Politics Now

Founded in the understanding that politics as the vehicle for enthroning leadership in Nigeria

Cardiovascular Care for Older Adults

Cardiovascular Care for Older Adults

Cardiovascular Care for Older Adults (1)   

A World Health Organizations (WHO) report stated that 76.2 million Nigerians are living with hypertension, which poses the highest cardiovascular disease burden. Cardiovascular diseases (CVD) are the leading cause of deaths globally. An estimated 17.9 million people died from cardiovascular diseases in 2019, of which 85 per cent were due to heart attacks and strokes. Eliminating trans-fat is seen as an easy way to reduce the numbers. According to the report it is estimated that 70% of people over 70 years old will develop CVD and that more than two thirds will also have associated non-cardiovascular comorbidities.

Among older adults, therapeutic goals for cardiovascular diseases (CVD) are often confounded by comorbid diseases and/or conditions that dominate their overall sense of health and well-being. Thus, even while CVD is usually considered a principal concern, management is often complicated by concomitant medical challenges. Whereas, evidence-based care is often premised primarily on goals to increase longevity, the circumstances associated with multi-morbidities [e.g., cancer, chronic obstructive pulmonary disease (COPD), Parkinson disease, dementia, and chronic kidney disease] may undercut the perceived value of prolonging life. Thus, in addition to mortality benefit, other effects of cardiovascular (CV) therapy and/or management processes are important as well.   In addition to life prolongation, goals to preserve functional capacity (including cognitive and physical function), maintain independence and quality of life, reduce hospitalization, reduce pain, and moderate personal costs may all be just as or even more important from the patient’s perspective. Therefore, decisions regarding cardiovascular treatment in older adults need to be individualized to each patients overall health context, comorbid illness, functional status, life expectancy and personal preferences.  Process of care is also particularly relevant to quality of care for older adults. Many older adults are burdened by sensory and/or cognitive limitations that limit their ability to hear, see, and/or understand their medical circumstances. Extra effort should be made to convey information in a manner that is accessible to each patient. Age-related changes impact the efficacy and complexity of providing standard CV therapies as well. Changes in pharmacokinetics, pharmacodynamics, metabolism, frailty and adverse events related to medications including increased prevalence of side effects (e.g., fatigue, changes in taste, dizziness, and depression) demand therapeutic approaches that are better attuned to each patient’s particular state and physiologic capacities.

The object of this review is to highlight the added complexity of managing CVD in an older adult population; specifically regarding key non-cardiac factors that affect health care delivery, management and outcomes including coexisting chronic comorbid conditions, geriatric syndromes (i.e., falls, visual and hearing impairment, delirium and cognitive impairment) and frailty. Key points:

  • Care of older adults should be designed to better respond to a broader perspective of patient-centered concerns, and target not only improved longevity, but improved function, independence, and quality of life;
  • Optimal care of older adults’ CVD requires consideration of pertinent non-CVD aspects of care that impact CVD progression and management;
  • Common problems which complicate CV management of older adults include comorbid diseases as well as issues related to aging, sensory changes (vision, hearing), frailty, falls, and dementia;
  • Activities of daily living (ADLs) and independent activities of daily living (IADLs) are critical for independent functioning.
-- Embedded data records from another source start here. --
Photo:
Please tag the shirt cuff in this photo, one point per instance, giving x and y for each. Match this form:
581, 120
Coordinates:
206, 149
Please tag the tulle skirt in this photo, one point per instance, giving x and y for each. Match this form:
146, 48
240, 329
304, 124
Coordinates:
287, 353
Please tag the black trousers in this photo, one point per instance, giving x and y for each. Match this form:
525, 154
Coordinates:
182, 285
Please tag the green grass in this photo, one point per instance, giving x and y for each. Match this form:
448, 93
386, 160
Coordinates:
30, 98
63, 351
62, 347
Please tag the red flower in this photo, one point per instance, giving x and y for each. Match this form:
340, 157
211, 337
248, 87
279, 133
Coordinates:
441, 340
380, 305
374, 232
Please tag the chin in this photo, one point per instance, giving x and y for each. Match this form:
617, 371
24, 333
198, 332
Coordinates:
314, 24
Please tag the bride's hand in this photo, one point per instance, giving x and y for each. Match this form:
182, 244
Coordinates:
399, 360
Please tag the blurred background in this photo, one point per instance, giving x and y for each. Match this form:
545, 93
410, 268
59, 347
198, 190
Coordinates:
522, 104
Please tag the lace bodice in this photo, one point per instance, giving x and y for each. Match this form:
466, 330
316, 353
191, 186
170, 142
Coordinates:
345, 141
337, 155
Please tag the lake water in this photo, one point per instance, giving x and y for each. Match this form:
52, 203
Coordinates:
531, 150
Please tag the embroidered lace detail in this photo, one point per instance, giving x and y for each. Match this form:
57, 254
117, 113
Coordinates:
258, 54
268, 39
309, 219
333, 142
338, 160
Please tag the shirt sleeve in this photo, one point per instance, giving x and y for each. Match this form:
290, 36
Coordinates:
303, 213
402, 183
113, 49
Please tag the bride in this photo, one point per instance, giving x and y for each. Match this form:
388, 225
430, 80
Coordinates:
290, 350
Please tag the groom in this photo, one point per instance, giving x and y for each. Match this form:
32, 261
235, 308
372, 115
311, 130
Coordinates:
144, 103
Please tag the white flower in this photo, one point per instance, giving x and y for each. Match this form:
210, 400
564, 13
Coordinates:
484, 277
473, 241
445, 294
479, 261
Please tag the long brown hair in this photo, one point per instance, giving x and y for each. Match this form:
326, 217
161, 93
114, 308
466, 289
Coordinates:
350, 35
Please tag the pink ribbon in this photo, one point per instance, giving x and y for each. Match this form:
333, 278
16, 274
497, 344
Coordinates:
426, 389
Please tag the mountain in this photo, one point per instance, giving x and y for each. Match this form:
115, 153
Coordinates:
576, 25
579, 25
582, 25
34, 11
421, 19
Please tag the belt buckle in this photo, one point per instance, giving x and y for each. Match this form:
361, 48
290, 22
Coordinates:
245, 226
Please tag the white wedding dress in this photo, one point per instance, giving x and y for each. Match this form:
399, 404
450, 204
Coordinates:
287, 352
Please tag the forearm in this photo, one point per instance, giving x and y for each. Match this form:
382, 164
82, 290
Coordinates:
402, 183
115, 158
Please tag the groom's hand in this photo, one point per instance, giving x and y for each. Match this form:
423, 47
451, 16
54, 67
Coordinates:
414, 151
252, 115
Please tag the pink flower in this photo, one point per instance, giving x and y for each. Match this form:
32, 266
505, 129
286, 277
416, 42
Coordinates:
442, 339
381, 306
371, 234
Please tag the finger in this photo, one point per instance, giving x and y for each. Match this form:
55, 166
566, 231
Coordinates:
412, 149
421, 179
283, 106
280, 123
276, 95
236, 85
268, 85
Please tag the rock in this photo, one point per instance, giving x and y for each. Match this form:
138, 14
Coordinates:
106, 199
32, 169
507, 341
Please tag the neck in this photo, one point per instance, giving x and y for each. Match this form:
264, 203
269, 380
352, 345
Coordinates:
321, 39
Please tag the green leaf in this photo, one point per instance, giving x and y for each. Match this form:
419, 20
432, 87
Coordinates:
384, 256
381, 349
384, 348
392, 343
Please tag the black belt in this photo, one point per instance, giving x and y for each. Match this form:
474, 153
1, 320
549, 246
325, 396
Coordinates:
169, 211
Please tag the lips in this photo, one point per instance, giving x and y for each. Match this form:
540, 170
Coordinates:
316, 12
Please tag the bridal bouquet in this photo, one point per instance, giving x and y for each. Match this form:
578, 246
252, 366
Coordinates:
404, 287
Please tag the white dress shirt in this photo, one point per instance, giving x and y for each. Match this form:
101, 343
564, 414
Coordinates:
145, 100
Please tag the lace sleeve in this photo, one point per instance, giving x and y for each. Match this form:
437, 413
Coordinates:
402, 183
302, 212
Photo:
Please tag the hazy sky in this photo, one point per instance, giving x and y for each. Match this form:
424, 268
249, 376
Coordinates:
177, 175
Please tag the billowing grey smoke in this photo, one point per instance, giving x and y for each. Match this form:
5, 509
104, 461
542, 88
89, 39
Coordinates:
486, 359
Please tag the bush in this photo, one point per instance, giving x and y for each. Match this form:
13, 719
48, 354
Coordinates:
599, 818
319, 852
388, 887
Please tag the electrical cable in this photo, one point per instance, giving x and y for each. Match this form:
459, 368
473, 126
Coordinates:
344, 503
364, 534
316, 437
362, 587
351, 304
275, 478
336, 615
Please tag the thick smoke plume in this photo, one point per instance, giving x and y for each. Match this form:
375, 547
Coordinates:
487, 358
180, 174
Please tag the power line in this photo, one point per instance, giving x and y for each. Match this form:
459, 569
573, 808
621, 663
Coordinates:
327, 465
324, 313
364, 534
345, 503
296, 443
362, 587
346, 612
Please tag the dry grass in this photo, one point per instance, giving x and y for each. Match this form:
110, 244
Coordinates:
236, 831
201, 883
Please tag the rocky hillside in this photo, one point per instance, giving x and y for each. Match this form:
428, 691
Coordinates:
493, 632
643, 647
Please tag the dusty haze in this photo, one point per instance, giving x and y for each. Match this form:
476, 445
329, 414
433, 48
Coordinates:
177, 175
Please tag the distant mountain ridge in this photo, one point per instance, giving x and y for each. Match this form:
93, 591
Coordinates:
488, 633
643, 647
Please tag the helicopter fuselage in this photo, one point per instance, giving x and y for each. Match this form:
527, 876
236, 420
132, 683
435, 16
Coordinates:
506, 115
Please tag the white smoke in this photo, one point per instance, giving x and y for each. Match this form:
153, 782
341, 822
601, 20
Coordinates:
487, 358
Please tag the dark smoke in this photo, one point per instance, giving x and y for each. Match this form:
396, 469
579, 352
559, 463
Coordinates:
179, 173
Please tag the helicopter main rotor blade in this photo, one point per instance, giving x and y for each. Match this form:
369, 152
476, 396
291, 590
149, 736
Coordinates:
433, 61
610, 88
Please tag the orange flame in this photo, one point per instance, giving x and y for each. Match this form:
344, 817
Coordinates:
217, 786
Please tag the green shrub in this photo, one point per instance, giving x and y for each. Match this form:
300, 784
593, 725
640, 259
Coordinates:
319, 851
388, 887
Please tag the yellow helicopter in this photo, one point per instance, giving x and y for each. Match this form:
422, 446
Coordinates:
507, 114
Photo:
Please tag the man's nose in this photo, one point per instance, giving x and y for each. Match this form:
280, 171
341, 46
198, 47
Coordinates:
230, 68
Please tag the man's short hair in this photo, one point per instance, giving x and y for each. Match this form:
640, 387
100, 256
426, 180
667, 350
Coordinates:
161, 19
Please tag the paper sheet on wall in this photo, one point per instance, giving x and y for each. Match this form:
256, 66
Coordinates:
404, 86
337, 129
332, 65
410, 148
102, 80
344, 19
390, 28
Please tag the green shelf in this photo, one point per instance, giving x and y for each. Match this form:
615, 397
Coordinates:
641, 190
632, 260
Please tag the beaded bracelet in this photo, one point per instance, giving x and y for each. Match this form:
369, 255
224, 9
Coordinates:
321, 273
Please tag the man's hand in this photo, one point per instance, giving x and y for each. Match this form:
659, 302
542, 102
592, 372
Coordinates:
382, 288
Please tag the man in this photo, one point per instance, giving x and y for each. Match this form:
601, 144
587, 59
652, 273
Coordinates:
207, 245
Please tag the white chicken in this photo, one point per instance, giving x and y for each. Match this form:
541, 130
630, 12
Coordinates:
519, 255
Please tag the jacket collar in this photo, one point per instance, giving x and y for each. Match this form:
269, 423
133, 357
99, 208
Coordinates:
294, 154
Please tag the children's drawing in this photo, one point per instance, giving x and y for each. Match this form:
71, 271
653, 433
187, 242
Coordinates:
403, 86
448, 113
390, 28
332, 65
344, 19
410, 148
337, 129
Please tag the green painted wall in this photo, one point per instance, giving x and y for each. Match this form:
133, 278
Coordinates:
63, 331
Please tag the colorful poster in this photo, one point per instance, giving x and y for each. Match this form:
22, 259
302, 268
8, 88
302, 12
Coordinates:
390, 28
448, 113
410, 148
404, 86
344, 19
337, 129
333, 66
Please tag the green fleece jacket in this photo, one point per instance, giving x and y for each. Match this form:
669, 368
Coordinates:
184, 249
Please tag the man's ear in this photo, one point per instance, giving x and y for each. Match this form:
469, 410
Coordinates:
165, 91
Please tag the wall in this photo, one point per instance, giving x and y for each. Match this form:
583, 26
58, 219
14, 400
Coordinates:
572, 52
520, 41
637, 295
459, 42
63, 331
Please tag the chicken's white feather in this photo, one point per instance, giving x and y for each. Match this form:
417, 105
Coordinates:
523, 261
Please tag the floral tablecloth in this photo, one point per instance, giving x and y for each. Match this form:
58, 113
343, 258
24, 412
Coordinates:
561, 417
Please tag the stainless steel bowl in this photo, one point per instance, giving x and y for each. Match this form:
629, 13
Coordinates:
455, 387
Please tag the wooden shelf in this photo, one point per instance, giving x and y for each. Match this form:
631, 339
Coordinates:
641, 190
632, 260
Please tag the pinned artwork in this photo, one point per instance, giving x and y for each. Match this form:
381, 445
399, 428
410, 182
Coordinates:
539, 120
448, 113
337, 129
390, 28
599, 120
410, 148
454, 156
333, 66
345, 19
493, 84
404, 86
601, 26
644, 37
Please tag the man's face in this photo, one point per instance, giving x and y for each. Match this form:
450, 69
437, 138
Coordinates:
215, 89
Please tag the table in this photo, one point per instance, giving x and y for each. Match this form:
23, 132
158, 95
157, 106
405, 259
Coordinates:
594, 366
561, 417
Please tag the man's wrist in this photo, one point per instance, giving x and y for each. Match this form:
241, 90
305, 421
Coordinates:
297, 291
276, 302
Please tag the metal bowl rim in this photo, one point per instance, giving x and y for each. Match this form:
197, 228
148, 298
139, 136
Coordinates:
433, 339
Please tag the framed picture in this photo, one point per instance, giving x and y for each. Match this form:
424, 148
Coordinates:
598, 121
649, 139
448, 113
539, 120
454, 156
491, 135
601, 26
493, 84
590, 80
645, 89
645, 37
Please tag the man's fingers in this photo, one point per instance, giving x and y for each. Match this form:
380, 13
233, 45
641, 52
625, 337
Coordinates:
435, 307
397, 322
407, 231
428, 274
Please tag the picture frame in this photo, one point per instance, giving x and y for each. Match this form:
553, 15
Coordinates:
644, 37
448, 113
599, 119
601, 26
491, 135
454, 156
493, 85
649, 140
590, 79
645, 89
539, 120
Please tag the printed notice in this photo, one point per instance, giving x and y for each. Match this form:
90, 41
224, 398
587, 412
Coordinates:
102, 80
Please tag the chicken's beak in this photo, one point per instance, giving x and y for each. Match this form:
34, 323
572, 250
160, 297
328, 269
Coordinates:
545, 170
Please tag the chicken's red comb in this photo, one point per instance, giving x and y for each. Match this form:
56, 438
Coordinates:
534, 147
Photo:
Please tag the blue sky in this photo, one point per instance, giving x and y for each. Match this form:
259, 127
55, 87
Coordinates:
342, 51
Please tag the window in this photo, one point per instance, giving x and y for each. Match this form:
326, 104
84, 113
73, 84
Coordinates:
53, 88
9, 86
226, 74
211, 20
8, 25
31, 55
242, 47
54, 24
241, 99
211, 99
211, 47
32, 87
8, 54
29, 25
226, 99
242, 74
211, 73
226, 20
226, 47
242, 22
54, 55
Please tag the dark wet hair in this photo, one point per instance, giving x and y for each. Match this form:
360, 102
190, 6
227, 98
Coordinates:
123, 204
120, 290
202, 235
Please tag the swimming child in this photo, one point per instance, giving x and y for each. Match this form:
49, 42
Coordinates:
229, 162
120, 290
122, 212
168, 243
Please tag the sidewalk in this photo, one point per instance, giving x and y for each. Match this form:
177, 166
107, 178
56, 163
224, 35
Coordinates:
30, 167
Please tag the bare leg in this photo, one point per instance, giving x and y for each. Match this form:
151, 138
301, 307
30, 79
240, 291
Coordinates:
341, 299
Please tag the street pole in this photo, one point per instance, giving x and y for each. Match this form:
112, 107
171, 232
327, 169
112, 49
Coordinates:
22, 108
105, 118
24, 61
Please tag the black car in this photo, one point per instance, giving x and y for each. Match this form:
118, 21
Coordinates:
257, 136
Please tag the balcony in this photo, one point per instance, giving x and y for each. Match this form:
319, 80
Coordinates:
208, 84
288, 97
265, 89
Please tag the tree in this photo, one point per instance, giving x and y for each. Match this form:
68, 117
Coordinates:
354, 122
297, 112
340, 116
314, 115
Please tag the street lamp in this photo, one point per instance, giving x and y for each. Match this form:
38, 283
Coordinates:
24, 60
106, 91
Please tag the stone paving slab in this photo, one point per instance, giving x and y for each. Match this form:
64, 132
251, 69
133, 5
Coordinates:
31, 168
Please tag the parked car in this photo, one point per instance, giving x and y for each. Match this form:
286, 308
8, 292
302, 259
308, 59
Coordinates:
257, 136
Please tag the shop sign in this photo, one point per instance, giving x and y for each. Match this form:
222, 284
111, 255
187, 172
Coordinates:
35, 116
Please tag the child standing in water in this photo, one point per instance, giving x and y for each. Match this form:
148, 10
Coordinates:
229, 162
A change in these activities should warrant further investigations by the treating physician including assessment for cardiovascular [coronary artery disease (CAD), structural heart disease, etc.], neurological [dementia, cardiovascular accidents (CVA), transient ischemic attacks (TIA)], and psychiatric causes (depression, stress);
  • Falls in the elderly population can result in significant morbidity, mortality and functional decline. Identifying and addressing treatable/reversible causes of the falls should be undertaken as soon as the incident has occurred; and
  • Vulnerable elders and their caregivers may benefit from referral to a geriatrician and/or an interdisciplinary geriatric team in the inpatient and outpatient settings. A geriatric assessment responds to the broad context of clinical complexity in older adults, and can often increase the potential to live more safely and independently despite the risks associated with disease and age.